Cesar Millan has conveyed that we are given the dog we need, not the dog we want. A furball of fears, Pixie’s skinny black body quakes when it’s time to head outside for one of her daily walks, worsening instantly at the sight of an unfamiliar man or the sound of a child’s laugh. She’s also terrified of bright sunlight, bicycles, roller skates, certain roads, car rides, the vet’s office, playgrounds, chimes, bells, Dachshunds, fast movements, the wind. Whenever she’s around a lot of fuzzy friends at the dog park, she cries.
Some of us begin our journey on this planet with significant obstacles on our path that arrive through direct experience and circumstance, biological inheritance stored within our DNA, or a combination of both. Manifesting as fear, these obstacles may remain with us well into adulthood, despite their irrelevance within the now. For instance, Pixie may have experienced abuse firsthand or acquired phobias from her mother and yet, two years later, despite being in a loving home with lots of food and a cat to chase, she’s still collared to her early anxieties.
Every month, she takes small steps forward, like allowing a neighbor to pet her or crossing a street for the first time without bucking like a rodeo animal. She’s already 22 in human years—hardly a teenager—but I remind myself that it took me until just after my thirtieth birthday to even begin facing the seemingly impenetrable fence of fears that had kept me kenneled away from living, leashed instead to booze, pills and the “black dog of depression” that nearly killed me.
If you feel like you’re chained to anxiety and fear, here are four tips to adopt as loyal companions:
1. Remember the acronym for fear, “False Evidence Appearing Real.” Are your fears based in reality and rooted in the present moment, or are they really just predictions about the future based on something that happened in the past and which has little or no correlation? Many of our fears are no more than self-created illusions, and the worst thing that can happen to you rarely ever does. Pixie reminds me of this every time she begins quivering the moment I reach for her poop bag and leash!

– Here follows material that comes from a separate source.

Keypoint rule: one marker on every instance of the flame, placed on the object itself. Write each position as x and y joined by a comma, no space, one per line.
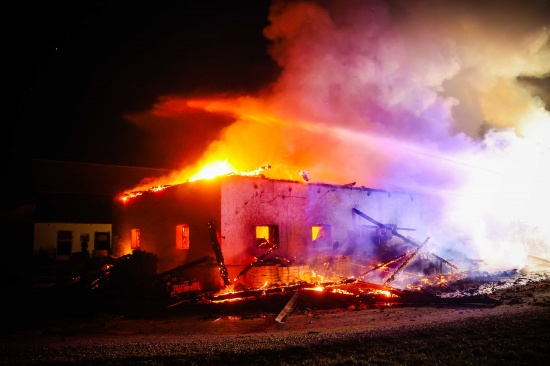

2. Alchemize your fears. Make them serve you instead of the other way around. Often fear can be an indicator that we are ready to rise up to a task or calling and begin the next chapter in our lives. Maybe you’re scared of starting a new business, or walking into a gym for the first time, or sending out that manuscript, or having a difficult conversation. Fear is your signal to move forward with action, and it will become your constant companion as you venture into the unknown.
3. Seek out a pack of support. Whether it’s holding the hand of a loved one, having a heart-to-heart with a trusted friend or booking time with a coach or counselor, you don’t have to walk this road alone. When I quit drinking, smoking and relying on antidepressants and benzodiazepines five years ago, I was terrified of what life would look like on the other side, and I knew that I would not be able to turn things around if I only relied on myself. I reached out to many of the support systems available to me and I made it my first priority to begin freeing myself from the chains of terror and worry.
4. Employ the human version of “FRAPS.” FRAPS (frenetic random activity periods), otherwise known as “the zoomies,” is a dog’s way of releasing fear and pent up energy by zipping wildly around the house or zooming through the yard with a telltale scoot and a tucked tail. A people-friendly version of FRAPS, running, was the cornerstone habit that ended up reinventing my life.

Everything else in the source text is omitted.